Lewis Pipe Band have been given £1,000 by community wind farm charity Point and Sandwick Trust to help keep them in the championship game.
The band are heading for the Scottish Championships in Dumbarton on Saturday, July 29, and were relieved to have the equivalent cost of their coach hire covered by Point and Sandwick.
Five pipe band championships are held in the UK every year but Lewis Pipe Band usually only attend two due to the exorbitant costs of travel.
They recently attended the European Championships in Forres — where they had been crowned winners of Grade 3a last year.
They had a disappointing finish this year but are now determined to be ready for the Scottish Championships, where 130 pipe bands will be taking part.

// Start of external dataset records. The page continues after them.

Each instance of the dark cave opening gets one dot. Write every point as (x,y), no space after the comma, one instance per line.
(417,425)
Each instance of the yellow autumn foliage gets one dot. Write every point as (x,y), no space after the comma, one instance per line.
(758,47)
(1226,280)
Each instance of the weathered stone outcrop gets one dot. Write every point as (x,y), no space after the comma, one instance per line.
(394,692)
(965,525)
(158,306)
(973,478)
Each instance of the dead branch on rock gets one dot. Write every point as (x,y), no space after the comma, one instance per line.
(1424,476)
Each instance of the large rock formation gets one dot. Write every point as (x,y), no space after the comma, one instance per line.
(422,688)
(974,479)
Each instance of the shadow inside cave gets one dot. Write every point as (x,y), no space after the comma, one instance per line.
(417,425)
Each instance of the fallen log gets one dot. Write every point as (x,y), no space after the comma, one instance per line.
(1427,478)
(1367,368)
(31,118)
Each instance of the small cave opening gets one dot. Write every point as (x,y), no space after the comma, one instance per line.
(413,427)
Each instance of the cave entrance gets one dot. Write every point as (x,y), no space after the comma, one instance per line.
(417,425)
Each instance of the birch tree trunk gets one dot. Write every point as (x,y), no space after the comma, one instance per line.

“All focus is now on the Scottish Championships”, said pipe band chairman Sandy Gomez this week, describing it as “a whole new trip; a whole new experience” as it will be their first time there.
As well as the European and Scottish Championships, the UK also hosts the British, UK and World Championships during the year. Many bands attend all the competitions but, with each trip to the mainland costing Lewis Pipe Band around £5000, they have to be selective.
Pipe band championships are big events, with the Worlds, usually held on Glasgow Green in August, being the biggest draw.
Lewis Pipe Band, although it was formed in 1904, is a relatively newcomer on the competition scene. They began competing in 2007 and then annually from 2012 onwards.
They enjoyed quick success, with consecutive wins meaning a series of promotions through the competition grades.
Sandy said: “That’s a rapid rise. Normally bands spend a few years in each grade, so we were jumping up the grades, as much to our own surprise as anyone else’s.”
He credited Pipe Major Peter Mackay for that rise. “His ear for sound is second to none. The sound he can get out of so few pipers is mind-blowing sometimes and it’s been commented on by other bands.”
Sandy said the £1000 from Point and Sandwick was effectively paying for the coach hire, adding it had taken a huge strain off fundraising efforts. It costs between £10,000 and £12,000 a year to keep the band running.
He said: “We’re grateful for anything we get in the collecting cans and for people who turn up to our fundraising nights.”